April 19th, 2012 § 6 Comments
Lola by the Kinks. Good song. If you haven’t; give it a listen. It’s hilarious. The song is about the confusion caused by gender lines being blurred to non-existence. Supposedly, it’s based on a true story of the Kinks’ manager’s regretful encounter with a transvestite. As the story goes, the man was so hammered, he spent an entire evening with a … um, dude and didn’t realize the dude was a dude. Right. Fair warning: You let yourself get that inebriated, all bets are off. But, I must contend: Life is confusing enough; we don’t need one of the most basic things to be a trick question. Do we?
Well I’m not the world’s most physical guy
But when she squeezed me tight she nearly broke my spine
Oh my Lola lo-lo-lo-lo Lola
Well I’m not dumb but I can’t understand
Why she walked like a woman and talked like a man
Oh my Lola lo-lo-lo-lo Lola lo-lo-lo-lo Lola
A lasting impression of my visit to Korea will be the alarming proliferation of effeminate dudes. When I was growing up, Koreans didn’t have much. Not much international clout. Not much money. We weren’t particularly known for anything. If nothing else, what we had were some dudes: Men were men. Yes, agree, to a fault. It did demand a swing in the other direction. Good. But that’s the trouble with pendulums, right? The momentum. Swinging the other direction, that momentum carries it flying past the “happy” medium. What I saw in Korea was a gender pendulum blown off the hinge, careening out of control – way out there to where … well, where Lola lives.

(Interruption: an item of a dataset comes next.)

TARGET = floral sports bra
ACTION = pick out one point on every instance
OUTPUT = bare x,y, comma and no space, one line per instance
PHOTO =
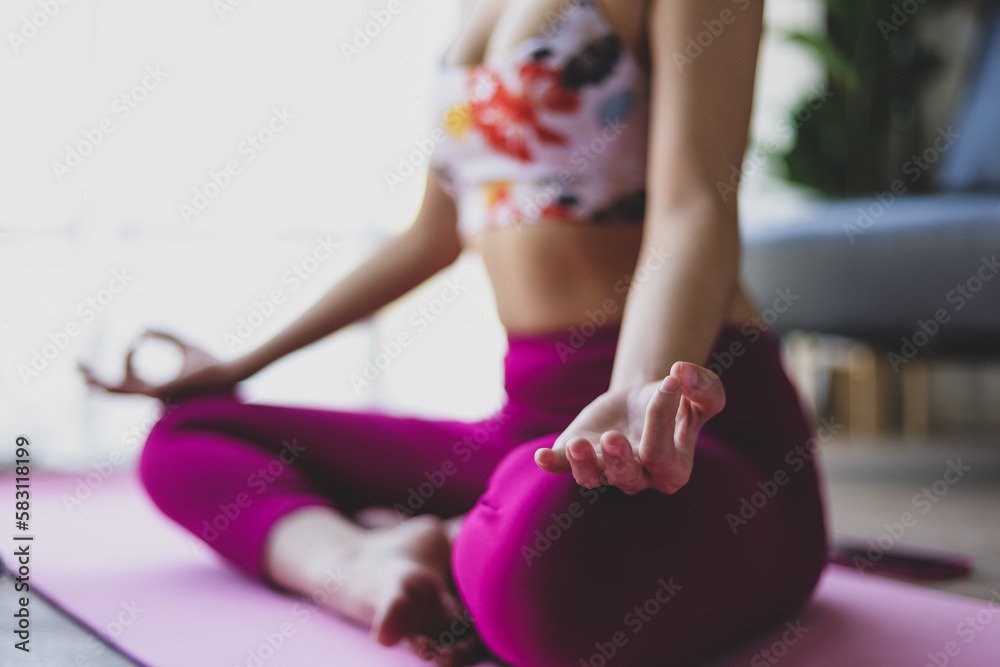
556,131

Well I’m not the worlds most masculine man
But I know what I am and I’m glad I’m a man
And so is Lola
It’s a mixed up muddled up shook up world … lo-lo Lola
April 17th, 2012 § Leave a Comment
The last place we lived before our family immigrated to the States was in a town called Noh Nyun Dong. It was a two story house on what was then the outskirts of Seoul. My parents scrimped and saved on their modest teachers’ salaries to purchase it. It sat on an unpaved street with an open sewer running through the middle. One in a row of homes hidden from the street by concrete walls. Each with its own front gate leading to an inner court, and then to the house.
It was the second of two homes in Korea I can recall. When we moved in, I remember being awed by the indoor plumbing – my first ever toilet. Oh, and when we got our first refrigerator. I remember repeatedly sticking my hand in it in disbelief, laughing, “Oohing” and “Aahing”. We heated and cooked with coal, and sat in front of a little black and white TV with programming starting in the early evening. Out front, we played for hours in the dirt, games created by poor kids with rocks and sticks. We ran around on the hill behind our house catching frogs and grasshoppers. And the concrete bridge over the sewer became the neighborhood pitch, an old flat volleyball, the soccer ball.
Boys walked around, arms draped over shoulder, even holding hands. Old men squatted in circles, talking story. And the young rose for their elders.
Are they real – my memories? Did these things really happen? Or are they pieces of my past, polished to a glow beyond reality by that narcotic optimism – the optimism of a child?
Just got back yesterday from a short trip to Korea … back from where I once belonged. The Seoul of my youth – my dirty, poor, living Seoul I discovered was hidden behind a guantlet of cold, glass high-rises; the plain, humble people replaced by walking mannequins. I had to get on foot, look down alleys to see the lingering vestiges of my Seoul. And wondered, “If this is progress, what’s all the rush?”